Hoping to collide at CERN
The second phase of experiments, being conducted at world’s leading laboratory, to develop more understanding of sub atomic physics is about to begin
Exactly six days back, on May 28, 2015, I was in the labs of CERN, in Geneva, Switzerland. The institute, at that time, was readying itself to start its second innings at the Large Hadron Collider (LHC). This time, the proton beams would be made to collide at extremely high energy of 13 TeV, nearly double of the energy used last time when the experiments had indicated the presence of the Higgs boson, the elusive particle that seems to provide mass to all other particles. The researchers hope that these experiments would further increase the understanding of the sub atomic particles. Last time, the protons collided at merely half this energy. In 2013, the LHC was shut down for more than two years (27 months), for maintenance.
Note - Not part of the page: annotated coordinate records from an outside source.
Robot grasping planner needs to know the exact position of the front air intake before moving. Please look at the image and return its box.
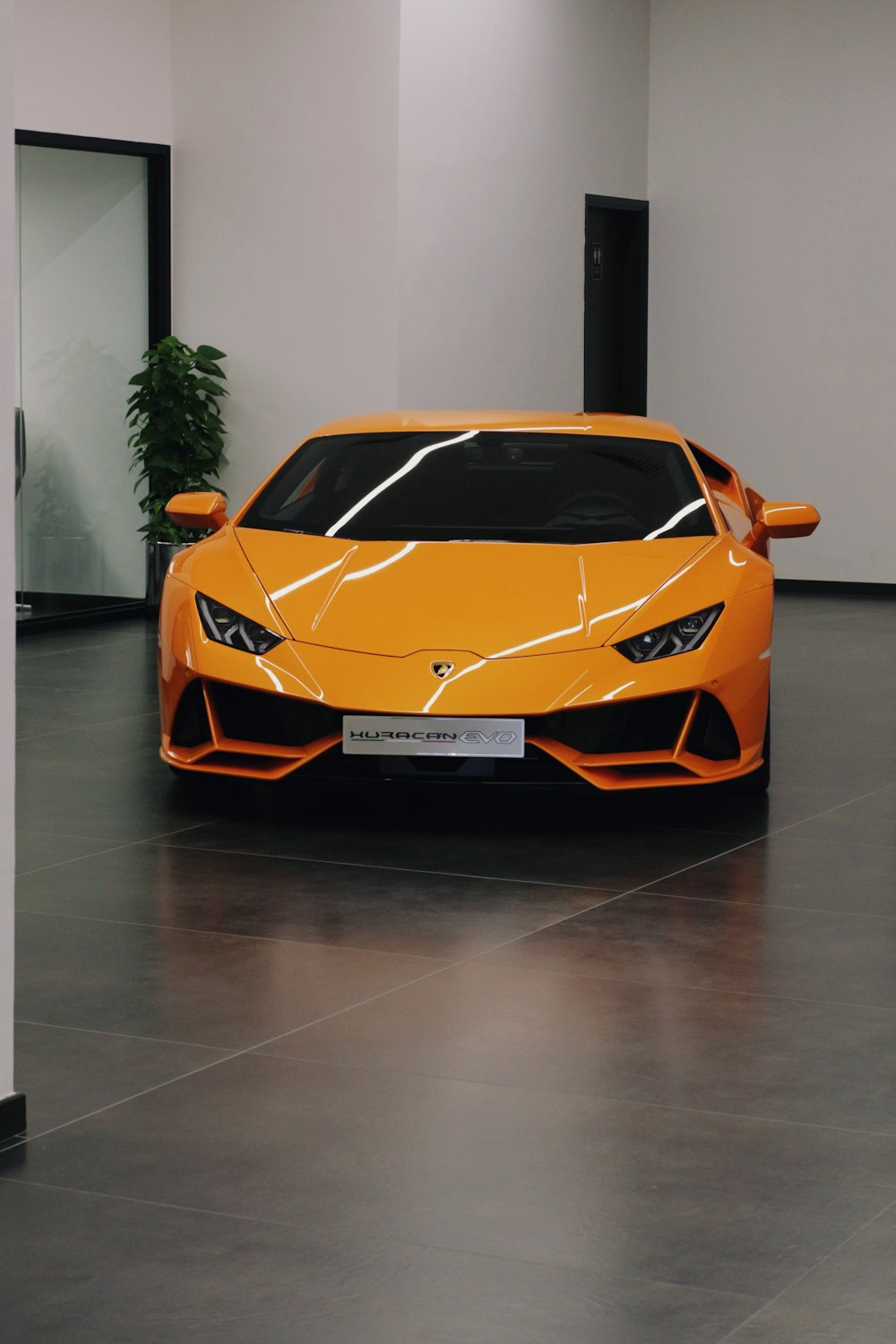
[208,682,342,747]
[685,691,740,761]
[170,682,211,747]
[525,691,694,755]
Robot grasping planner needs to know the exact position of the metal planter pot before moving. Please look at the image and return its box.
[146,542,192,610]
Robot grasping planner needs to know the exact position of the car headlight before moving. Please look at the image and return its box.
[196,593,283,653]
[613,602,726,663]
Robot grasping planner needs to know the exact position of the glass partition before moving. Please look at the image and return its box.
[16,144,168,621]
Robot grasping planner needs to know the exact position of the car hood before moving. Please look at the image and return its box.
[235,529,718,659]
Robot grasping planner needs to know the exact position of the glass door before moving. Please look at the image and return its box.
[16,131,169,621]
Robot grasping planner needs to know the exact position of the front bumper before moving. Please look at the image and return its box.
[159,575,771,790]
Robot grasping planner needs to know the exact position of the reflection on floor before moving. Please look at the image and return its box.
[0,596,896,1344]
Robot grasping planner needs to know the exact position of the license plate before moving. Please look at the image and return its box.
[342,714,525,757]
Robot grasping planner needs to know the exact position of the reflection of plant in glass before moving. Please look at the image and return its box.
[22,338,127,537]
[28,435,91,537]
[126,336,228,543]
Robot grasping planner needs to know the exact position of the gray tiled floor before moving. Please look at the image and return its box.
[0,596,896,1344]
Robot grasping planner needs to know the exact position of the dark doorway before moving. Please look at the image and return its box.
[584,196,648,416]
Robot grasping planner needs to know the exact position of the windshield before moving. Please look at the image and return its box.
[240,430,715,546]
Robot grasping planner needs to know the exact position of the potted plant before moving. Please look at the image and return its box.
[126,336,228,607]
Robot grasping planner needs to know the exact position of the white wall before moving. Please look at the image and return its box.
[649,0,896,583]
[398,0,649,410]
[0,0,16,1099]
[173,0,399,516]
[14,0,172,145]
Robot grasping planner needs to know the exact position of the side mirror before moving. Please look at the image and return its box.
[165,491,227,532]
[745,500,821,551]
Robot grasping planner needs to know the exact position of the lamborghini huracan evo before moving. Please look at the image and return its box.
[159,411,818,792]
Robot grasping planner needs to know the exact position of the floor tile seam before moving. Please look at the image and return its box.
[762,782,896,843]
[10,909,449,967]
[642,883,896,924]
[0,1172,310,1231]
[16,822,230,878]
[12,1018,235,1058]
[143,844,631,897]
[246,1029,896,1140]
[2,1046,247,1148]
[388,1236,766,1304]
[3,898,642,1147]
[16,840,150,881]
[16,639,124,666]
[16,710,159,744]
[719,1201,896,1344]
[719,833,893,849]
[8,785,892,1142]
[461,962,896,1013]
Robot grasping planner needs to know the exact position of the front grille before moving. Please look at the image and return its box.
[525,691,692,755]
[208,682,342,747]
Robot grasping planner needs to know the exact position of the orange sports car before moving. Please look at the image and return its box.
[159,411,818,792]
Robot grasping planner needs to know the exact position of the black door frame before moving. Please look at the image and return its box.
[16,131,170,346]
[14,131,170,634]
[582,195,650,416]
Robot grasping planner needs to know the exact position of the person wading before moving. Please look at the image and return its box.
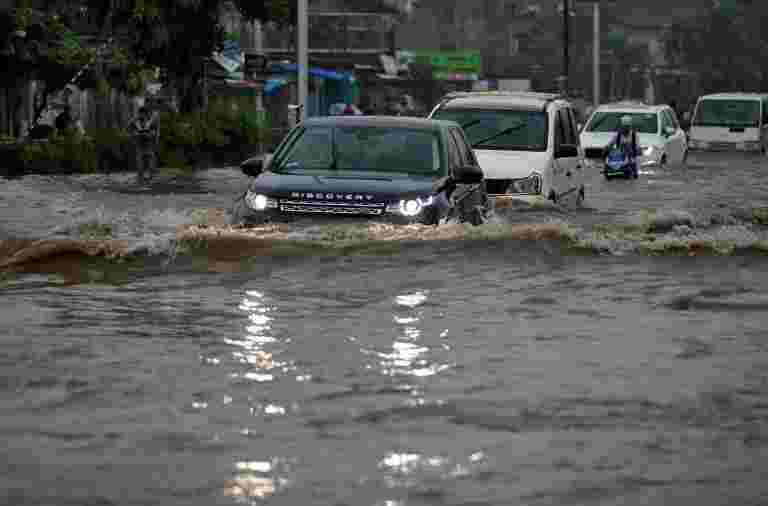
[128,107,160,182]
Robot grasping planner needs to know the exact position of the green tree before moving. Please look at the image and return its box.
[31,0,295,111]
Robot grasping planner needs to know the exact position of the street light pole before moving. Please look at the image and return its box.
[296,0,309,121]
[592,1,600,108]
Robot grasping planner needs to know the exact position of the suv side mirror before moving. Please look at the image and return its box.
[453,165,483,184]
[240,154,272,177]
[555,144,579,158]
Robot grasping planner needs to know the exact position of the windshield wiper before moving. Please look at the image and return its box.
[472,123,526,148]
[459,119,481,128]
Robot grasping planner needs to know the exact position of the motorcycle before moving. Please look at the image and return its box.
[603,149,639,179]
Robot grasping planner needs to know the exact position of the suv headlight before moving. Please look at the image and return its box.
[507,172,542,195]
[640,146,659,158]
[245,190,277,211]
[387,195,435,217]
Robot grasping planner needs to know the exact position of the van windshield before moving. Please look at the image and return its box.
[584,111,659,134]
[693,99,760,127]
[432,109,547,151]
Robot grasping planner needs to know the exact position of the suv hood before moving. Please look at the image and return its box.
[249,172,436,203]
[475,149,549,179]
[579,132,663,149]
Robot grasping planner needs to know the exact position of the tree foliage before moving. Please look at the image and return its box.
[664,0,768,92]
[18,0,295,110]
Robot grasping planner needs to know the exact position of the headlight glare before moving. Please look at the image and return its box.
[398,195,434,217]
[245,192,269,211]
[640,146,657,156]
[507,173,541,195]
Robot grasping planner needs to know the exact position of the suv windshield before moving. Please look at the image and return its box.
[273,126,444,176]
[584,111,659,134]
[693,100,760,127]
[432,109,547,151]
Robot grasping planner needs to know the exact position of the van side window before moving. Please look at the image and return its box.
[661,109,674,133]
[449,128,474,165]
[762,98,768,126]
[447,133,461,174]
[666,109,680,130]
[555,111,566,149]
[557,109,576,146]
[568,107,581,146]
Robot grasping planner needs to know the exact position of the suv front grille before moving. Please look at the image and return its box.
[485,179,512,195]
[280,200,384,216]
[584,148,605,158]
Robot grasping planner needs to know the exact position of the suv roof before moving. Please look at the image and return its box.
[440,91,566,111]
[304,116,456,130]
[699,91,768,100]
[595,100,669,112]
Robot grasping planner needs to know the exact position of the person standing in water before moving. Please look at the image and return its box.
[128,106,160,182]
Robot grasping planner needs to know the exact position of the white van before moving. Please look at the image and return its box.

The preparation for the experiments would begin at 7am on Wednesday, at CERN or the European Organization for Nuclear Research, the world's leading laboratory for particle physics. The aim of the experiments is to generate data which would help understand physics more deeply. “It will create new physics,” said Markus Schulz who works on distributed computing at the information technology department of the organization. This is also the department where all important results of the collisions are stored.
The "second season" of the LHC, as CERN calls it, began in April 2015 when the proton beams were collided at low energy but by the time I reached there, the energy levels of the collisions had reached the 13 TeV levels. The beams could be seen on the screen as two fuzzy spots. As the proton beams move, as many as one billion collisions take place each second. The physicists are interested in the products of these collisions. The data generated during the collisions would be shared with researchers across the world.
It is not known exactly how understanding the smallest of component of the atom would help but the advantages are likely to be high. As Varun Sharma, a physicist at CERN points, "we can use electricity because we understand electrons. We are already using proton for treating cancer". Sharma works on the compact muon solenoid, a particle detector that helps see the sub atomic particles produced during the collisions. He will use the data generated to finalise his PhD thesis and submit it at Delhi University.